Breaking News
Polhukam

Mendagri: Dana Bansos Rawan Dikorupsi

×

Mendagri: Dana Bansos Rawan Dikorupsi

Sebarkan artikel ini

tjahjo kumoloJAKARTA – Menteri Dalam Negeri (Mendagri) Tjahjo Kumolo menyebutkan tiga area rawan korupsi yang menjerat pejabat di daerah hingga saat ini, diantaranya adalah dana bantuan sosial (bansos).

“Area rawan korupsi itu sampai detik ini menjerat pejabat daerah ada 3 hal, pertama perencanaan anggaran, kedua dana bansos hibah dan ketiga masalah pajak retribusi,” kata Mendagri saat membuka diskusi perecanaan elektronik (e-planning), di Kantor Kemendagri, Kamis (21/7).

Karena itu, dia mengharapkan Komisi Pemberantasan Korupsi (KPK) dapat membentuk cabang di daerah karena selama ini kepolisian dan kejaksaan dianggap sebagai mitra daerah. “Hanya  KPK yang ditakuti. Jika KPK ada di daerah, pencegahan korupsi bisa lebih baik,” ujar Tjahjo.

Namun Wakil Ketua KPK Basaria Pandjaitan mengatakan bahwa  selama ini memang KPK hanya ada di pusat. Karena itu ia meminta agar BPKP, kepolisian dan kejaksaan bisa lebih berperan, dan saling membantu dalam mengawasi daerah. “Fokus KPK saat ini konsern pada pencegahan. Sebab tidak baik juga kalau semua kepala daerah terjerat kasus korupsi,” ujar Basaria.

Dia mengatakan, KPK sekarang ini memberikan perhatian khusus kepada 6 provinsi yang dianggap sering kali terjerat kasus korupsi. Di antaranya Sumatera Utara, Riau, Banten, Papua Barat, Papua dan Aceh. Keenam daerah itu diberikan pengarahan dan pelatihan dari KPK dalam upaya pencegahan koruspi.

Tugas KPK dalam UU 30 Tahun 2012 adalah pencegahan termasuk monitoring kementerian lembaga.

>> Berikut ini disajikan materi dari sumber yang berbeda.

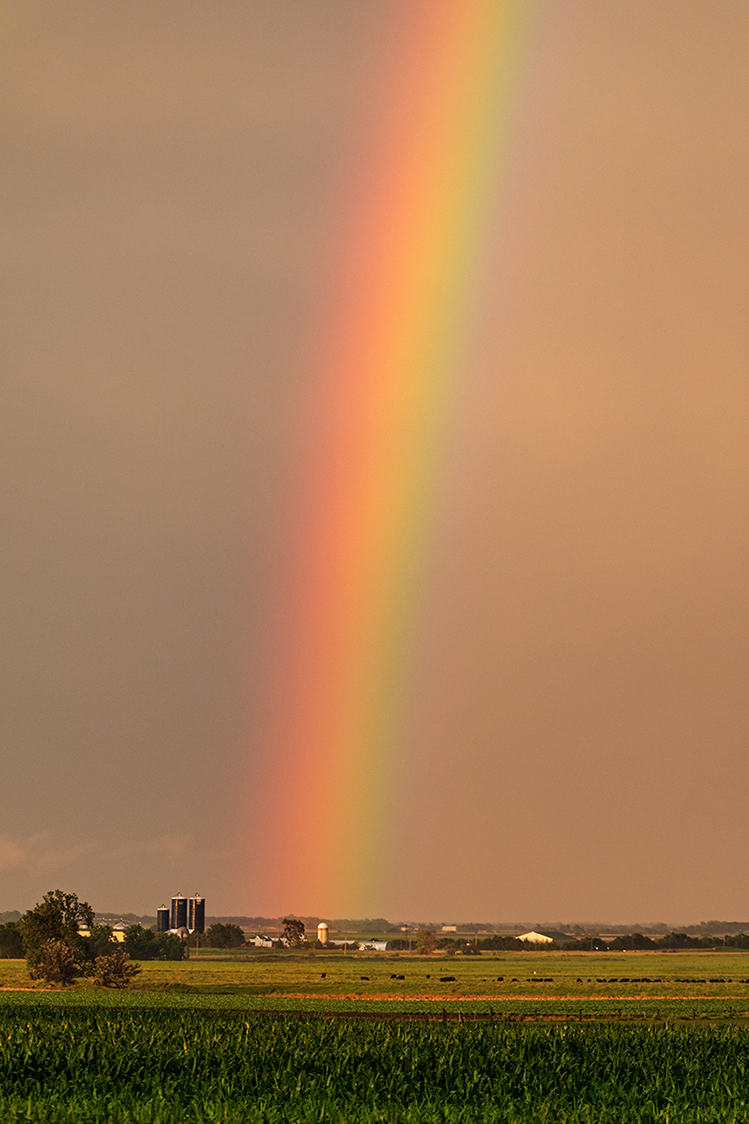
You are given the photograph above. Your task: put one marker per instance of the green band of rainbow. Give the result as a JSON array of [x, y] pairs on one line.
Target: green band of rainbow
[[385, 377]]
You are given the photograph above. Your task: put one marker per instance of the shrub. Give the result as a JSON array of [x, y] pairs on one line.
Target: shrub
[[56, 963], [114, 970]]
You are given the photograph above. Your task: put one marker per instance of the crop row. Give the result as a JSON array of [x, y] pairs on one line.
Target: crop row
[[159, 1067]]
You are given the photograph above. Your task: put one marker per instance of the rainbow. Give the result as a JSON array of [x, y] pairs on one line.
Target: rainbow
[[385, 373]]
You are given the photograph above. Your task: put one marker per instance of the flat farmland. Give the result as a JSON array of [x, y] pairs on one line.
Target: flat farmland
[[296, 1039], [499, 986]]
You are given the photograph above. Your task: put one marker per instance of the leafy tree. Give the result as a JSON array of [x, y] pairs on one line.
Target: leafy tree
[[425, 941], [224, 936], [144, 944], [57, 963], [11, 943], [114, 970], [56, 917], [294, 931]]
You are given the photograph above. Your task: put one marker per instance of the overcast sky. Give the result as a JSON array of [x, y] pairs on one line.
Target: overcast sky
[[171, 182]]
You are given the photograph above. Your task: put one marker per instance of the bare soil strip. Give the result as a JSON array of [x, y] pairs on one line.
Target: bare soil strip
[[390, 997]]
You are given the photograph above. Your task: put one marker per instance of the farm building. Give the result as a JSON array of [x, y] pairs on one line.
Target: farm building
[[547, 937]]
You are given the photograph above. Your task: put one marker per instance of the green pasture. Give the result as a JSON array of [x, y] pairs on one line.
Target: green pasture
[[502, 986], [97, 1066]]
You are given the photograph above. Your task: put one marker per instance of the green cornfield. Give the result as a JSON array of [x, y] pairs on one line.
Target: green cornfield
[[174, 1067]]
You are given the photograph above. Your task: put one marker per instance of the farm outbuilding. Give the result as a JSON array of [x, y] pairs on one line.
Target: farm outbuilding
[[548, 936]]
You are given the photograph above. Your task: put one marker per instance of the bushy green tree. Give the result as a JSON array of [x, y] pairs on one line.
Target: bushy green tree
[[114, 970], [11, 942], [57, 963], [56, 917], [294, 931]]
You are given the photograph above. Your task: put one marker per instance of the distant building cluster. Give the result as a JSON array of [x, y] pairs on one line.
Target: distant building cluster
[[185, 914]]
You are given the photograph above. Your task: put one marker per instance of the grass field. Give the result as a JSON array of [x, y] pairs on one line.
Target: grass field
[[511, 985], [624, 1039]]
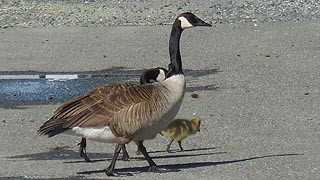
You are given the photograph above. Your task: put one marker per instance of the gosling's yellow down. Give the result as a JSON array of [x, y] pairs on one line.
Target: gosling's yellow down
[[180, 129]]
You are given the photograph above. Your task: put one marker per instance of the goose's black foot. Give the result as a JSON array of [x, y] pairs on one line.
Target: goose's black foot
[[115, 174], [156, 169], [138, 152], [125, 155], [84, 155], [82, 150], [111, 173]]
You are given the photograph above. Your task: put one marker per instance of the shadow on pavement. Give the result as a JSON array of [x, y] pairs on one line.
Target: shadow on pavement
[[178, 167]]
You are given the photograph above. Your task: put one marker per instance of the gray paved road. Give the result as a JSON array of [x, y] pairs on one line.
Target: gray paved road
[[258, 87]]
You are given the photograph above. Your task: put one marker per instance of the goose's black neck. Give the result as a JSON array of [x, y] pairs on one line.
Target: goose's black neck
[[175, 66]]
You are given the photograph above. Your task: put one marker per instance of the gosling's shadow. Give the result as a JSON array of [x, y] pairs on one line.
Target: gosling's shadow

Namun pekerjaan KPK menurut dia cenderung represif yakni langsung pada penindakan hukum. Namun menurut dia perlu proses pencegahan untuk mengatasi di awal-awal potensi korupsi.

Kepala BPKP, Ardan Adiperdana mengatakan, lembaga yang dipimpinnya berbeda dengan KPK. Tugas BPKP lebih kepada preventif, yakni lebih kepada pengawasan akuntabilitas keuangan dengan menjalankan sistem  consulting dan insurence. “BPKP sebagai aparat pemerintah mendorong aktofitas yang sifatnya meningkatkan kualitas akuntabilitas keuangan pemerintah,” ujar dia.

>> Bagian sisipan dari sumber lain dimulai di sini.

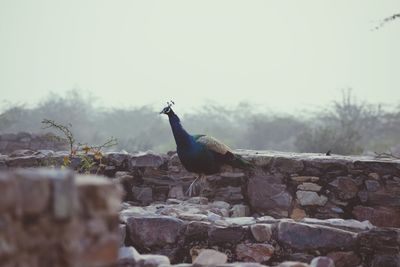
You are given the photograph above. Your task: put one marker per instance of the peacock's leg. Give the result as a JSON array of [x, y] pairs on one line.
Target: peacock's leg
[[192, 186]]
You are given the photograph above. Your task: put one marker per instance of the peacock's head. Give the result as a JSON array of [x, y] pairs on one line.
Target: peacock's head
[[167, 110]]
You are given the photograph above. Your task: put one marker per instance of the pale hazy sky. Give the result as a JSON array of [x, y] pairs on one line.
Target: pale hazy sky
[[278, 54]]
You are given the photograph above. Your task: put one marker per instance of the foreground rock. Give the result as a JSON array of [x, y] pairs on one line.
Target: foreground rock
[[282, 184], [161, 229], [53, 218]]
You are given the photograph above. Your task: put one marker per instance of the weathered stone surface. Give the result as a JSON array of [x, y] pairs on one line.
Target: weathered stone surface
[[287, 165], [379, 216], [152, 231], [268, 194], [234, 234], [380, 239], [210, 257], [387, 260], [298, 214], [128, 256], [40, 229], [122, 234], [293, 264], [302, 179], [372, 185], [307, 198], [350, 225], [345, 259], [240, 210], [304, 237], [176, 192], [261, 232], [309, 187], [63, 190], [345, 187], [322, 262], [254, 252], [34, 186], [144, 195], [146, 159]]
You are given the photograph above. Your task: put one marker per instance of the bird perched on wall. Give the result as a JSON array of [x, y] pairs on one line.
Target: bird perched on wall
[[201, 154]]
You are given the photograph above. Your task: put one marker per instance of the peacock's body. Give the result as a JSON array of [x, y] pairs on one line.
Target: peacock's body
[[201, 154]]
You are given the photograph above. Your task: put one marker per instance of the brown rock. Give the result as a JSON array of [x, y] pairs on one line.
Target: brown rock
[[210, 257], [322, 262], [306, 237], [298, 214], [345, 259], [344, 187], [261, 232], [150, 231], [222, 235], [268, 194], [254, 252], [293, 264], [379, 216]]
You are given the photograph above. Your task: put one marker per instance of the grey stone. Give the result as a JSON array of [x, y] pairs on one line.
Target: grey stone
[[222, 235], [35, 189], [122, 234], [344, 187], [372, 185], [293, 264], [344, 258], [150, 231], [322, 262], [128, 256], [143, 194], [268, 194], [307, 198], [309, 187], [240, 210], [254, 252], [305, 237], [154, 260], [146, 159], [261, 232], [210, 257]]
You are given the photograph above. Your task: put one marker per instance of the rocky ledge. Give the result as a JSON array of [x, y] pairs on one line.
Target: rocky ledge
[[283, 185], [182, 230]]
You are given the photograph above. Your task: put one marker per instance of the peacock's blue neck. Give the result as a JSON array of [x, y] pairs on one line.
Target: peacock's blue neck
[[182, 138]]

Sementara itu, Tjahjo juga menilai konsep yang diterapkan Surabaya  menarik untuk dikaji sehingga tak perlu daerah itu ke luar negeri untuk studi banding dan dapat menekan biaya tinggi. “Surabaya yang dinilai berhasil memberikan manfaat ke masyarakatnya. Hal ini harus dipahami ke seluruh provinsi dan kabupaten/kota”, kata Mendagri. (chan).